Raumklima verbessern

Welche Luftfeuchtigkeit bei Hausstauballergie?

Gesundheit Luftfeuchtigkeit

Unsere Leserin Frau Steiner fragte in der Kommentarspalte folgendes zum Thema „Luftfeuchtigkeit bei Hausstauballergie“:

Frage:

„Hallo! Meine Tochter (7) und ich sind relativ starke Hausstauballergikerinnen, ist da eine höhere Luftfeuchtigkeit besser als eine niedrige? Vielen Dank im vorraus, MfG F. Steiner“

Antwort:

Bei dieser Frage kann man leider nur die Lieblingsantwort aller Juristen geben: Es kommt darauf an.

Generelle Aussagen sind gerade im Bezug auf gesundheitliche Aspekte schwierig zu treffen. Was man sicher sagen ist, dass extreme Raumklima-Messwerte nie gut sind.

Das gilt einerseits für Menschen mit gesundheitlichen Beeinträchtigungen wie Hausstauballergie, Asthma oder auch Hautkrankheiten, aber trifft eingeschränkt selbstverständlich auch auf gesunde Leute zu.
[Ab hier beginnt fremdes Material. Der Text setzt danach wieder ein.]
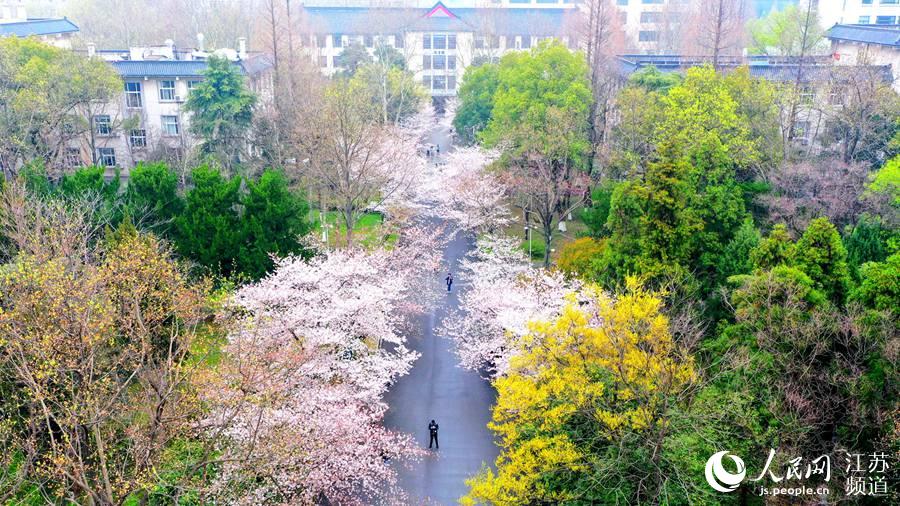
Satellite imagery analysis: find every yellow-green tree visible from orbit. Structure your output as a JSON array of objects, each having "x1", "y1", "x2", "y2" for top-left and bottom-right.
[{"x1": 463, "y1": 278, "x2": 696, "y2": 505}]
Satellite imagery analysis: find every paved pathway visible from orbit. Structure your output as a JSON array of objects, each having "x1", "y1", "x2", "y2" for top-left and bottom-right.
[{"x1": 385, "y1": 124, "x2": 498, "y2": 505}]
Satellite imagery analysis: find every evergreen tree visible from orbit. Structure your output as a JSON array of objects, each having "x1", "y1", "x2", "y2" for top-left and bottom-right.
[{"x1": 795, "y1": 218, "x2": 850, "y2": 303}]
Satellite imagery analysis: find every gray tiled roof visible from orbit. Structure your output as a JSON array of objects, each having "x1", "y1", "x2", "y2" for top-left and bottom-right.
[
  {"x1": 827, "y1": 25, "x2": 900, "y2": 49},
  {"x1": 304, "y1": 4, "x2": 572, "y2": 36},
  {"x1": 0, "y1": 18, "x2": 78, "y2": 37},
  {"x1": 110, "y1": 60, "x2": 267, "y2": 78}
]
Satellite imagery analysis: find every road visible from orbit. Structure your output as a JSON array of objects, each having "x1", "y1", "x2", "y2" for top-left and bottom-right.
[{"x1": 385, "y1": 124, "x2": 498, "y2": 505}]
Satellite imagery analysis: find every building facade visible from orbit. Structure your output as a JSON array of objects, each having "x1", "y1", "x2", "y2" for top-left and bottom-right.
[
  {"x1": 827, "y1": 25, "x2": 900, "y2": 92},
  {"x1": 0, "y1": 0, "x2": 78, "y2": 49},
  {"x1": 62, "y1": 41, "x2": 272, "y2": 176},
  {"x1": 817, "y1": 0, "x2": 900, "y2": 28}
]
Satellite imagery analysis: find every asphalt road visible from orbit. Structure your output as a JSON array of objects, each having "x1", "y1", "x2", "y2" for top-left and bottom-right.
[{"x1": 385, "y1": 123, "x2": 499, "y2": 505}]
Recherchiert man nun aber ganz speziell für Menschen mit Hausstauballergie so findet man folgende Aussage von Lungenärzten:

Im Falle der Hausstauballergie sollte man darauf achten die relative Luftfeuchtigkeit in einem Bereich zwischen 45 und 55 % zu halten (Quelle).

Luftfeuchtigkeit bei Hausstauballergie

Auslöser: Milbenkot

Was selbst viele Hausstauballergiker nicht wissen: Nicht der Staub als solches ist das Problem. Das Allergen (also der die allergische Reaktion auslösende Stoff) ist der Kot der Hausstaubmilbe. Diese leben unsichtbar in unseren Matratzen und ernähren sich von unseren Hautschuppen.
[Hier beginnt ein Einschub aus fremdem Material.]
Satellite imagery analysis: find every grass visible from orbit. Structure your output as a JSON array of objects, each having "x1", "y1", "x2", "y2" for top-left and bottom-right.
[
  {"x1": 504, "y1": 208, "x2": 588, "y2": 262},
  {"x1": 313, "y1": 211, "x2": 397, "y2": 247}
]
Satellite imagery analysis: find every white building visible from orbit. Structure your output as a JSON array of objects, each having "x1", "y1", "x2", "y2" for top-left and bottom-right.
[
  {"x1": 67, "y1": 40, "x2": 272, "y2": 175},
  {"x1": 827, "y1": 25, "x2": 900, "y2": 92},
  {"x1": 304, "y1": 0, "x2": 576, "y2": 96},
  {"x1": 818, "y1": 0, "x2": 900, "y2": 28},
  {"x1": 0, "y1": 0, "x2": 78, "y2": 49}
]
Ihnen das Leben so schwer wie möglich zu machen, das ist das Ziel.

Staub in der Luft ist das Problem

Anders als oft gedacht ist bei Hausstauballergie weniger der sichtbare Staub auf den Möbeln das Problem. Schwierig wird es vor allem, wenn der entsprechende Staub in der Luft ist und eingeatmet wird.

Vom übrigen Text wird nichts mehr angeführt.